Konuya ilişkin ilk yazıda Türkiye’de ‘milli iradeciliğin’ kökü ve tarihi hakkında, özellikle Celal Bayar’ın ifadelerine atıfla bir şeyler yazmaya çalışmıştım. 1950-1960 arasında yaşananların hem nedeni hem ürünü olan milli iradeciliği. DP’nin 1924 Anayasası yorumundan, burjuvazinin iki tabakasının çıkar çatışmasından ve demokrasinin cılızlığından kaynaklanan 1950’lerin ‘çoğunlukçu’ demokrasi tarzı, 1960’ların ‘milli iradecilik’ propagandasının da fidesiydi. Bu yüzden 1961 Anayasası’nda yer verilen denge-denetleme kurumları, özerk organlar vb. AP’liler tarafından ‘millet iradesine getirilen ortaklar’ olarak adlandırılıyordu. Bu karşıtlık ve eleştirinin –örneğin AYM’ye yönelik tepkilerin- o gün bu gündür neredeyse aynı biçimde dile getirildiğini görmek mümkün.
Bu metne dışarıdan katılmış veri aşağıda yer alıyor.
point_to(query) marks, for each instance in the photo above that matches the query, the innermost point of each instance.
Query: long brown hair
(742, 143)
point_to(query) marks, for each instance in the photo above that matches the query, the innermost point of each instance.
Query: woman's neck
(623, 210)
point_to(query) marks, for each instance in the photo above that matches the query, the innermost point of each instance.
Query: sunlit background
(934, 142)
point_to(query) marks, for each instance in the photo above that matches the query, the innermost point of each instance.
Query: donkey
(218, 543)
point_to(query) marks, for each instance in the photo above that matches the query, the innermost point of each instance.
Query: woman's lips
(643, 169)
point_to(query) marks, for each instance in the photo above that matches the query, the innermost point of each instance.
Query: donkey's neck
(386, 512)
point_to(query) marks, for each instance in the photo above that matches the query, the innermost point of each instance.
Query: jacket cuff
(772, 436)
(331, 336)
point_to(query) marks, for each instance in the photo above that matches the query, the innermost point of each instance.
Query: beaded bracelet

İşte, o milli iradeciliğin çok önemli bir diğer temsilcisi Süleyman Demirel’dir. Demirel, bürokrasinin ‘vesayeti’ konusunda hemen hemen aynı şeyleri söylese de, tümüyle Bayar’ın tekrarı değil kuşkusuz. Kişiliği, koşulları, dönemi ve siyaset yapma yöntemi farklı. Bu yazıda yararlanacağım, Tanıl Bora’nın ‘Demirel’ kitabında altını çizdiği bir gerçek, Demirel’in ‘merkez sağ’ kabı içinde aldığı şekli gayet güzel betimliyor: “Süleyman Demirel, Türk sağının açıortayıdır. Milliyetçi-muhafazakâr, İslamcı, liberal, devletçi vs. sağ söylemleri ortalayan merkez sağ diye bir şey varsa, o açıortay, Demirel’dir.” O zaman vardı herhalde, artık bir merkez sağdan söz etmek olanaksız.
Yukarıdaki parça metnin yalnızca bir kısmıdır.